Em seu discurso, Olga Farah recordou o desafio proposto pelo prefeito de Maceió, JHC, de converter uma estrutura originalmente concebida para o setor privado em um hospital 100% público. “Foi uma demonstração de coragem e visão de futuro. Poucas cidades no Brasil teriam a ousadia de transformar um equipamento de alto padrão em algo tão acessível e necessário para a população”, afirmou a gestora, que também ressaltou a eficiência operacional alcançada pela parceria.

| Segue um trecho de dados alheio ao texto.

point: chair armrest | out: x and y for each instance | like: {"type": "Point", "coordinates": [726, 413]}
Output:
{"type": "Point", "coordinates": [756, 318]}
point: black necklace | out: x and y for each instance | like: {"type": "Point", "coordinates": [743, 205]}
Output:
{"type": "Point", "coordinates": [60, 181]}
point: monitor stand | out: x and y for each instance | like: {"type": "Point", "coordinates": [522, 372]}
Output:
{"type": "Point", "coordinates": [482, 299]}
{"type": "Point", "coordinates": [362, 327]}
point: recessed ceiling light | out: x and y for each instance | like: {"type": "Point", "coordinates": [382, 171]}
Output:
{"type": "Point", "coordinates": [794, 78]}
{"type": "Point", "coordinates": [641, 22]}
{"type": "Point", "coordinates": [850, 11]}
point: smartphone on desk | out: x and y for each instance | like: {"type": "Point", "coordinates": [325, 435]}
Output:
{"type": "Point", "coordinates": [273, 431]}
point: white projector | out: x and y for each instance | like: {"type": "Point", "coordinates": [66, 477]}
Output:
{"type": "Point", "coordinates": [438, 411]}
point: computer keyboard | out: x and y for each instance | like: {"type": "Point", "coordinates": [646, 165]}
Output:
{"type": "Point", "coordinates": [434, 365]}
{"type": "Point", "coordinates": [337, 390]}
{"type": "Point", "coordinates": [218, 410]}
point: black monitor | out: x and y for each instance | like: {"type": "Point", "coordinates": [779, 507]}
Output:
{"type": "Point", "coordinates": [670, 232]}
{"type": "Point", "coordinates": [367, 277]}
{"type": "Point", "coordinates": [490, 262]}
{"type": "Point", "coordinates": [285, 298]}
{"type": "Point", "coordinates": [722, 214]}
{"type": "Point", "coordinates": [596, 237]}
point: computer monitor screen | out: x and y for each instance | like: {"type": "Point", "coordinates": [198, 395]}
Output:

A renovação do convênio ocorre em um contexto de ampliação dos investimentos em saúde pública em Alagoas. O Hospital da Cidade, gerido em parceria com o Einstein, já realizou mais de 150 mil atendimentos desde sua inauguração, consolidando-se como um dos principais polos de assistência de média e alta complexidade da região. A unidade oferece serviços como cirurgias gerais, ortopedia, cardiologia e exames de imagem, todos custeados pelo SUS.
Panorama político e impacto social
A cerimônia contou com a presença de representantes do governo estadual, vereadores e lideranças comunitárias, que destacaram o modelo de gestão compartilhada como exemplo para outras cidades brasileiras. O secretário municipal de Saúde, Joãozinho Pereira, enfatizou que a parceria com o Einstein permitiu reduzir filas de espera por cirurgias eletivas em 40% nos últimos dois anos. “Estamos mostrando que é possível aliar excelência técnica com gestão pública eficiente”, declarou.

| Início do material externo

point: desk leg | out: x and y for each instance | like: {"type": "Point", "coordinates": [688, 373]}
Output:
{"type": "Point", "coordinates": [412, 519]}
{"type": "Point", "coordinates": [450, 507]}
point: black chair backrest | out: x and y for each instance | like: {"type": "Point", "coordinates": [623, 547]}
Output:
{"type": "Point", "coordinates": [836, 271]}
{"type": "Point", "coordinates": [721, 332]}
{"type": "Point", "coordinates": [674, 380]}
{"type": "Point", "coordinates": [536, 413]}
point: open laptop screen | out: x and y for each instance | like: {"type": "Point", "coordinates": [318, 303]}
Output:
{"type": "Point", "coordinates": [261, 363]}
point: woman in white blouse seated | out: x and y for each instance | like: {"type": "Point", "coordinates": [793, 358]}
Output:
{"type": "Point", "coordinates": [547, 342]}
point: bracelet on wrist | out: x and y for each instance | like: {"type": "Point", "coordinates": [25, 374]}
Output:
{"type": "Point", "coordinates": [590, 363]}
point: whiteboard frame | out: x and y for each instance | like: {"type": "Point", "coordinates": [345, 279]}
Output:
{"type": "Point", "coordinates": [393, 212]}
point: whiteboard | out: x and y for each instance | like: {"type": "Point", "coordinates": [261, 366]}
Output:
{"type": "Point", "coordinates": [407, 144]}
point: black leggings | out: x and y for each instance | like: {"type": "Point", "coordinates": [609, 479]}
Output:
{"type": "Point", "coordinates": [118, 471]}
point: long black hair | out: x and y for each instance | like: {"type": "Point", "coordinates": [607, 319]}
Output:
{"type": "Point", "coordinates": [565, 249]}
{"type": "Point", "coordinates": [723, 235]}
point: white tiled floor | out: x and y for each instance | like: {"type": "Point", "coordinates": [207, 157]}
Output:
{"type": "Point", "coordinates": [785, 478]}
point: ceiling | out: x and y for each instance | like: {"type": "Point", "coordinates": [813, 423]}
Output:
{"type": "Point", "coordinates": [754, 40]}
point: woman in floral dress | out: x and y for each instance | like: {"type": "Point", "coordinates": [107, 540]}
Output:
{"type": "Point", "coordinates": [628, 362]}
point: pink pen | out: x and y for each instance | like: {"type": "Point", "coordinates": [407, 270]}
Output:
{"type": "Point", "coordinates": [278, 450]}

Especialistas em políticas públicas apontam que a iniciativa de Maceió se insere em um movimento nacional de descentralização e qualificação da saúde pública, onde parcerias com instituições de renome, como o Einstein, têm sido usadas para superar gargalos históricos. No entanto, alertam para a necessidade de transparência nos contratos e de garantia de que o foco permaneça no atendimento universal, sem desvios para interesses privados.
A renovação do convênio também ocorre em meio a debates sobre o financiamento do SUS, que enfrenta cortes orçamentários em nível federal. Em Maceió, a prefeitura assegurou que os recursos para o Hospital da Cidade estão garantidos até 2026, com previsão de ampliação do número de leitos e de serviços ambulatoriais. A expectativa é que a unidade atenda até 20 mil pacientes por mês, consolidando-se como referência no Norte e Nordeste.
Para a população, o impacto é direto. Moradores de bairros periféricos, como Benedito Bentes e Jacintinho, relataram redução no tempo de espera por consultas e cirurgias. “Antes, eu esperava seis meses por uma cirurgia de vesícula. Agora, em dois meses já estava operado”, contou o aposentado José Carlos da Silva, de 62 anos, que foi atendido na unidade. A renovação da parceria, portanto, não apenas mantém um serviço essencial, mas também reforça a aposta em um modelo que pode inspirar outras gestões municipais a buscarem soluções inovadoras para a saúde pública.